According to the Fourth District Court of Appeal of Florida, the Rowe findings in attorney’s fee awards are now considered “required findings of fact” within the meaning of rule 1.530(a). Jones v. Bank of Am., N.A.,2024 Fla. App. Lexis 8974 (Fla. 4th DCA 2024). Consequently, a trial court’s failure to make the required findings as to the Rowe factors must be raised in a motion for rehearing first, otherwise, a party cannot raise the issue on appeal. Id. The Fourth District Court of Appeal has recognized that rule 1.530(a) superseded its prior case law.

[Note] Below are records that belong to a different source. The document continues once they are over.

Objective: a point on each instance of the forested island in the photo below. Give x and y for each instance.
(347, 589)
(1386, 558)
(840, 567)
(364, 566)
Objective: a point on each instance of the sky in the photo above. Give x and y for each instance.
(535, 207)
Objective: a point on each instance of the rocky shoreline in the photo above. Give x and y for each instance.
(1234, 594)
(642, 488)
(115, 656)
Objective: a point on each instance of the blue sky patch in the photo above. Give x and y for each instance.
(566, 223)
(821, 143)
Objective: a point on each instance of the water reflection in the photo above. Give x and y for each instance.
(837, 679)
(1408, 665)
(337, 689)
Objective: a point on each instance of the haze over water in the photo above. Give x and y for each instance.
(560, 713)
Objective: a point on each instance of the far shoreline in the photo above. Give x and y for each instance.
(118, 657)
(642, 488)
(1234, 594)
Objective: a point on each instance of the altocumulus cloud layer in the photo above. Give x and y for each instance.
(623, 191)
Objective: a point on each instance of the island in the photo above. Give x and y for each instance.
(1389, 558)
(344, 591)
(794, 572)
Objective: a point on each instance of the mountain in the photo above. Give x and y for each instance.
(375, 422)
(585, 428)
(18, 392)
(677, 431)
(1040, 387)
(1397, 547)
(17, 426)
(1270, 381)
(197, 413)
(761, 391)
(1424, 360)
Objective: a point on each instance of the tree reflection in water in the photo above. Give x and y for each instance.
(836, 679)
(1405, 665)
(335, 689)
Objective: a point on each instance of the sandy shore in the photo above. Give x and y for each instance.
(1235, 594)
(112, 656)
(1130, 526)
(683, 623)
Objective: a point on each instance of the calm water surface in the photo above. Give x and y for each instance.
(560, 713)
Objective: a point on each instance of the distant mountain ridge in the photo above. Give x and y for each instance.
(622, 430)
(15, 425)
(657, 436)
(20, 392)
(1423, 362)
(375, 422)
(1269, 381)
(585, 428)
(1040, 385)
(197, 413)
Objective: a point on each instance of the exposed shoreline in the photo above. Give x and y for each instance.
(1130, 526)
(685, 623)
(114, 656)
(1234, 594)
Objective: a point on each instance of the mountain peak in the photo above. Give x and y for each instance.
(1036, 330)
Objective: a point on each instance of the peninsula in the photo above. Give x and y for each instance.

Moreover, the Sixth District Court of Appeal of Florida has recently diverged from the traditional stance by holding that an order granting attorneys’ fees without including written findings as to the Rowe factors is not fundamentally erroneous on its face. Julia v. Ramos-Baez, 2024 Fla. App. LEXIS 6570 (Fla. 6th DCA 2024). This decision further underscores the importance of filing a motion for rehearing to preserve objections.

Given these developments, practitioners should err on the side of caution and file a motion for rehearing to preserve objections to insufficient findings in attorney’s fee awards. Failure to do so may result in the waiver of the issue on appeal.